I’ve talked about taxonomies ad nauseum, but they apply in multiple cases, including how police agencies talk to each other.
The United Kingdom’s Home Office has published the National Police Chiefs’ Council Minimum POLE Data Standards Dictionary. As the capitalization, I mean capitalisation, suggests, POLE is an acronym standing for Person, Object, Location, Event. The dictionary provides a common method for police agencies to talk to each other about…well, about people, objects, locations, and events.
Some of the comments in the dictionary seem unnecessary, but I guess it’s better to be too specific than not specific at all. Example:
If a telephone number is unknown – do not make one up.
In truth, this ties to a related notation:
A blank field is preferable to a known error…
Because, as anyone who has ever been a teenager will know, things that happen can be added to your permanent record.
Speaking of which, PERSON records may include offenders, suspects, victims, witnesses, and multiple other living, dead, or not-yet-born parties.

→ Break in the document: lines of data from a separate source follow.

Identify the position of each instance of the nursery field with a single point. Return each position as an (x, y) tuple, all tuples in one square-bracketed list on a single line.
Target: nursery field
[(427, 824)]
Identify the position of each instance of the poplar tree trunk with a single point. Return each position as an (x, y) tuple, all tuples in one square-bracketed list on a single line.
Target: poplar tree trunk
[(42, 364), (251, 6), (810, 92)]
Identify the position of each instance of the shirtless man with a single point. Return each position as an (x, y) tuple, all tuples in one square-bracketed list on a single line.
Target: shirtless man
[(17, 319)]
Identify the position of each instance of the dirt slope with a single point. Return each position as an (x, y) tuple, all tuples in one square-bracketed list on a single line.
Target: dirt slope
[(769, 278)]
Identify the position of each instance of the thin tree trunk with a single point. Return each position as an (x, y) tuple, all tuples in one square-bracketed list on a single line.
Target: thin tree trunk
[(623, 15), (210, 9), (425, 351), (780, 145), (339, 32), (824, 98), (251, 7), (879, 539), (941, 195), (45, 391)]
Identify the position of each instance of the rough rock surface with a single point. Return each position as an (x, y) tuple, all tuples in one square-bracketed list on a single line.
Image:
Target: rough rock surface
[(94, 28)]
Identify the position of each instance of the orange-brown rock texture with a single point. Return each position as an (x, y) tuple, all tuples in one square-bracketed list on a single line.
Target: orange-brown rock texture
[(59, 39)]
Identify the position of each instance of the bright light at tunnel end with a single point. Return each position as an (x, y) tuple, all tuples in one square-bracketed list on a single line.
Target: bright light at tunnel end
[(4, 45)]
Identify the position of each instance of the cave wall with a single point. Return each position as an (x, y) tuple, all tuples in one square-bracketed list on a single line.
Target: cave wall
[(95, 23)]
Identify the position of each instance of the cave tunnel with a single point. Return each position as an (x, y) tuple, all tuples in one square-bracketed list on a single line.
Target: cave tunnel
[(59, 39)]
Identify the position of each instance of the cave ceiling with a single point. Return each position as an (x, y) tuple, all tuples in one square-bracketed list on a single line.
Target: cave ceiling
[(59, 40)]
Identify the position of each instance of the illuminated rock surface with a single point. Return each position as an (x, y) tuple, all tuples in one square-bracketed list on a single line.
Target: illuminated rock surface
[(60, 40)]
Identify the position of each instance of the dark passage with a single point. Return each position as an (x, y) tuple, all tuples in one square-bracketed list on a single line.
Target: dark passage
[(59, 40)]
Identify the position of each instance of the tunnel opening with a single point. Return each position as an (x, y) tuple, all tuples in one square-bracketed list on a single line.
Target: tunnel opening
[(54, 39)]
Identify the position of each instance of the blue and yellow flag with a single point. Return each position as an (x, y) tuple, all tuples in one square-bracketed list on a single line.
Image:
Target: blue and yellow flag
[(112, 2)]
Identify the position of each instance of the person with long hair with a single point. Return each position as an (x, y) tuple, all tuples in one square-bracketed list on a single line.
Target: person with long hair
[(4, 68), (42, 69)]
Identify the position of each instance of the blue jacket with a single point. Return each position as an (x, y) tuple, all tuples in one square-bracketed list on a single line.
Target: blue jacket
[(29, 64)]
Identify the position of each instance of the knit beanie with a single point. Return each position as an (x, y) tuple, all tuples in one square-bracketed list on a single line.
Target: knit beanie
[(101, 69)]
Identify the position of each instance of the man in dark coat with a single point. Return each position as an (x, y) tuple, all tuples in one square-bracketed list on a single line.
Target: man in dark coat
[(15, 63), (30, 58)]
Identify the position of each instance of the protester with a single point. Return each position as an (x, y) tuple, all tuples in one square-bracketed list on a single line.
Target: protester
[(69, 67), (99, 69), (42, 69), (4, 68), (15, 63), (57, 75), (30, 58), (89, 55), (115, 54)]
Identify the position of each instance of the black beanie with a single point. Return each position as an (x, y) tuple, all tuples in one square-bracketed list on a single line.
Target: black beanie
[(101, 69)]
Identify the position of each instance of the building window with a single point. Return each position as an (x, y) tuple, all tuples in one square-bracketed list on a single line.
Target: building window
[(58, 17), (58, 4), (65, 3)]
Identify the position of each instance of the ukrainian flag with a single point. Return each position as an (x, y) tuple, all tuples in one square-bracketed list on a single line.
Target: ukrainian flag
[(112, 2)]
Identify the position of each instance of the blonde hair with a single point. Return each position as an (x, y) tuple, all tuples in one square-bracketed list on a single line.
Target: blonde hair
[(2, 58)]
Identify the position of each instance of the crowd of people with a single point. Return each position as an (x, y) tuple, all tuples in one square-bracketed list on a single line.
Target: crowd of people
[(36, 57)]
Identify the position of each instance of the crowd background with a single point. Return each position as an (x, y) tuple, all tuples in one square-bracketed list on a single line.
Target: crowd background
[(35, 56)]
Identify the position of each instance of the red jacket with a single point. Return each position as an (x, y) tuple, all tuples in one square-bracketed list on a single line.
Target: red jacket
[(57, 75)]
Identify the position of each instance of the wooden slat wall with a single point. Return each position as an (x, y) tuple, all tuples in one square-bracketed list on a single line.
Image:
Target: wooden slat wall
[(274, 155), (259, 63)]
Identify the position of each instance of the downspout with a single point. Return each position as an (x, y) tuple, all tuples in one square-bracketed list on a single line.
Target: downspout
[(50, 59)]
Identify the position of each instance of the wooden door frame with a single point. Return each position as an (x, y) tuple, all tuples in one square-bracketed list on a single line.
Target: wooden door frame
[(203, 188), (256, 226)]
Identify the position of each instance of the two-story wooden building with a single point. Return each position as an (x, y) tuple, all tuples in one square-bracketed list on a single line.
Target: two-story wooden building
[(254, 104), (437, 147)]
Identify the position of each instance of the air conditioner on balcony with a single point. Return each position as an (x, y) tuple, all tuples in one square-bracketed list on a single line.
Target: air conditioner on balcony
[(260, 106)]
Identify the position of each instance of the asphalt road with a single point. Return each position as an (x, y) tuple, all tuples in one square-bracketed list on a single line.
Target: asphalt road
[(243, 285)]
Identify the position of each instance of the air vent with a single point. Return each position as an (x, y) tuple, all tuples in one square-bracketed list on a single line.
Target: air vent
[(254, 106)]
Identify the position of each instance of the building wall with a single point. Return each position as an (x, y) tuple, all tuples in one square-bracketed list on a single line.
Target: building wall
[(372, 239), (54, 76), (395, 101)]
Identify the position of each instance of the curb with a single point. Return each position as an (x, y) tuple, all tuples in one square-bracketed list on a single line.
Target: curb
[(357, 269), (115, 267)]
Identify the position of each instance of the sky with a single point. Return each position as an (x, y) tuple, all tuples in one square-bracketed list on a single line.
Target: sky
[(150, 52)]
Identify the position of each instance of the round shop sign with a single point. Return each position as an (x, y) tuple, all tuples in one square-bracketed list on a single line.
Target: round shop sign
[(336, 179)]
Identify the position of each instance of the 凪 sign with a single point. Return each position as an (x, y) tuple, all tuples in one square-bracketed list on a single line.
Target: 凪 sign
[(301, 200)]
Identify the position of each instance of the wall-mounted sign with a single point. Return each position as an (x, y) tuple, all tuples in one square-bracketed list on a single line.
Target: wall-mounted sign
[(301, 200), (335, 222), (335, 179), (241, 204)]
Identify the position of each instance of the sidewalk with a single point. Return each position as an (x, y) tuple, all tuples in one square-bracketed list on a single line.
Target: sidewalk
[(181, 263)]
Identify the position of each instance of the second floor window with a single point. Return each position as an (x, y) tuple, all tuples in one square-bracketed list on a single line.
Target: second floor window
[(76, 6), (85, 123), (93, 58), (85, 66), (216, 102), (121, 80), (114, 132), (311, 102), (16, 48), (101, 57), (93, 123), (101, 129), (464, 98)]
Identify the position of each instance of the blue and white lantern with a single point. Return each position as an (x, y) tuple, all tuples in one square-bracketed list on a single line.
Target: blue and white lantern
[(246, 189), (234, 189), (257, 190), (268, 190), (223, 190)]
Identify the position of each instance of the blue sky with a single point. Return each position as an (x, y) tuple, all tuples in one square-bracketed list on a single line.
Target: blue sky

Very few specific OBJECT types are called out, but those that do include vehicles, land, and buildings. The OBJECT types also include identifying numbers such as passport numbers and telephone numbers.
A LOCATION may be an address, a geolocation, or another location designator. Or “no fixed abode.”
An EVENT may be a crime, an incident, a “custody,” a stop search, a safeguarding, and a case of “anti-social behaviour.”

So if a Welsh police officer runs into a person trashing a vehicle a a particular geolocation, the officer has all the tools to record what has happened and what will happen.